Joint Graph Convolution and Sequential Modeling for Scalable Network Traffic Estimation

Nan Jiang; Wenxuan Zhu; Xu Han; Weiqiang Huang; Yumeng Sun

doi:10.20944/preprints202505.0770.v1

Submitted:

11 May 2025

Posted:

12 May 2025

You are already at the latest version

Abstract

This study focuses on the challenge of predicting network traffic within complex topological environments. It introduces a spatiotemporal modeling approach that integrates Graph Convolutional Networks (GCN) with Gated Recurrent Units (GRU). The GCN component captures spatial dependencies among network nodes, while the GRU component models the temporal evolution of traffic data. This combination allows for precise forecasting of future traffic patterns. The effectiveness of the proposed model is validated through comprehensive experiments on the real-world Abilene network traffic dataset. The model is benchmarked against several popular deep learning methods. Furthermore, a set of ablation experiments is conducted to examine the influence of various components on performance, including changes in the number of graph convolution layers, different temporal modeling strategies, and methods for constructing the adjacency matrix. Results indicate that the proposed approach achieves superior performance across multiple metrics, demonstrating robust stability and strong generalization capabilities in complex network traffic forecasting scenarios.

Keywords:

network traffic prediction

;

graph convolutional neural network

;

time series modeling

;

complex topology

Subject:

Computer Science and Mathematics - Artificial Intelligence and Machine Learning

I. Introduction

With the rapid development of the internet and the widespread adoption of emerging technologies such as 5G, IoT, and cloud computing, global network infrastructures are facing unprecedented complexity and heavy load challenges. Network traffic, as a critical indicator of network operation and user behavior, holds significant value in areas such as operation and maintenance, resource scheduling, and network security [1]. Especially in the context of surging services and increasingly complex network structures, accurate and efficient traffic prediction has become a key technology to ensure stable network operation and improve service quality. However, traditional traffic prediction methods are mostly based on time-series modeling. They struggle to capture topological correlations and spatial interactions among multiple nodes, leading to unsatisfactory performance in real-world scenarios. Therefore, it is imperative to develop prediction models that integrate network structure information to better characterize traffic patterns [2].

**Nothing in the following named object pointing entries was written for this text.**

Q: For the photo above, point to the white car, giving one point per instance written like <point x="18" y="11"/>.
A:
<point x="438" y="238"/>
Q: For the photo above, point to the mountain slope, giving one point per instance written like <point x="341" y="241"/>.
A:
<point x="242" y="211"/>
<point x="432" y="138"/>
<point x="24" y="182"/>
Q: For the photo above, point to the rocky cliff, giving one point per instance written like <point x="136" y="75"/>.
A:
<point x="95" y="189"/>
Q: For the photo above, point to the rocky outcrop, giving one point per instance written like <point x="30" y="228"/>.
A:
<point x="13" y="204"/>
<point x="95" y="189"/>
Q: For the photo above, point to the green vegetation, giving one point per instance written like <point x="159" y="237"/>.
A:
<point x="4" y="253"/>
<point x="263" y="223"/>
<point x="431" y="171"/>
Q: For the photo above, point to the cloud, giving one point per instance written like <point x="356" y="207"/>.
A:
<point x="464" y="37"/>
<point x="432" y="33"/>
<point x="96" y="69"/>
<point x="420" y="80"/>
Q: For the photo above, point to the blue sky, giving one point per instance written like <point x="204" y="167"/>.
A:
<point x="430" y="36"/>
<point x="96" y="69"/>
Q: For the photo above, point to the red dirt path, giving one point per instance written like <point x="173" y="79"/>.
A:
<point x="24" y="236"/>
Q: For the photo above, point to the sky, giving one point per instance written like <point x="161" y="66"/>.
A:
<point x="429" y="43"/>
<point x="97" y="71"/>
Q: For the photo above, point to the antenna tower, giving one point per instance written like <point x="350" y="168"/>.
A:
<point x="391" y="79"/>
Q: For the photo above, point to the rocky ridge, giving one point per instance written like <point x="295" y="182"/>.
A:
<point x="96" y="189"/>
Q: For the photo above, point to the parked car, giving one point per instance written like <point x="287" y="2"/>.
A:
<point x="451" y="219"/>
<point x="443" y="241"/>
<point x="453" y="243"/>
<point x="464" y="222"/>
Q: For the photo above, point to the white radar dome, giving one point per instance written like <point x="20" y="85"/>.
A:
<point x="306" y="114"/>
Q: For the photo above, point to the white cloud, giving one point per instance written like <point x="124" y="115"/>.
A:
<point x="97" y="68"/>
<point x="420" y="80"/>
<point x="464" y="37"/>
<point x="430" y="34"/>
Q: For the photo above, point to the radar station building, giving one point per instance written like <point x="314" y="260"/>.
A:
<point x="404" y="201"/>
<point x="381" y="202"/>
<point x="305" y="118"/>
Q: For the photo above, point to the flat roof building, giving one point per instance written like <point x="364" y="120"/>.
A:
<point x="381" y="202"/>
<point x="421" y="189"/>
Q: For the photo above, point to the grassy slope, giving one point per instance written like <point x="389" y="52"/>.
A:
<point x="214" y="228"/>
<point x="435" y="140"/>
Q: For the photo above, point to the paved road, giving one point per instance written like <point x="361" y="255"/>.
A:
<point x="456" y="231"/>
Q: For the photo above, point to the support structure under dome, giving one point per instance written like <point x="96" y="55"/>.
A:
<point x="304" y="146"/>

In recent years, deep learning has achieved significant advancements in handling graph-structured data. Specifically, Graph Convolutional Networks (GCNs) have shown excellent performance in extracting features from non-Euclidean domains [3]. Unlike conventional neural networks, GCNs can capture spatial dependencies among nodes within a network graph, thereby improving the ability to perceive and model node state evolution [4]. In network traffic prediction, GCNs leverage network topology to effectively capture inter-node interactions, offering a new approach for accurate traffic forecasting in multi-source heterogeneous networks. However, most existing GCN models are designed for relatively regular or simplified network structures [5]. They are not well-adapted to the dynamic topology and strong heterogeneity of real-world networks, which limits their applicability in practical scenarios.

In real-world settings, network topologies often exhibit high complexity, multi-level structures, and dynamic evolution. For example, in edge computing and multi-access environments, device nodes are highly heterogeneous, with unstable connections and diverse communication paths. These characteristics impose higher demands on traffic prediction models. Traditional GCN-based modeling approaches often overlook the impact of topological asymmetry, temporary link relations, and non-static adjacency matrices [6]. As a result, they lack the ability to effectively capture both global and local features. Therefore, building GCN-based traffic prediction algorithms tailored to complex topologies is not only a breakthrough in the adaptability and expressiveness of current models but also a technical foundation for addressing the challenges of dynamic network environments [7].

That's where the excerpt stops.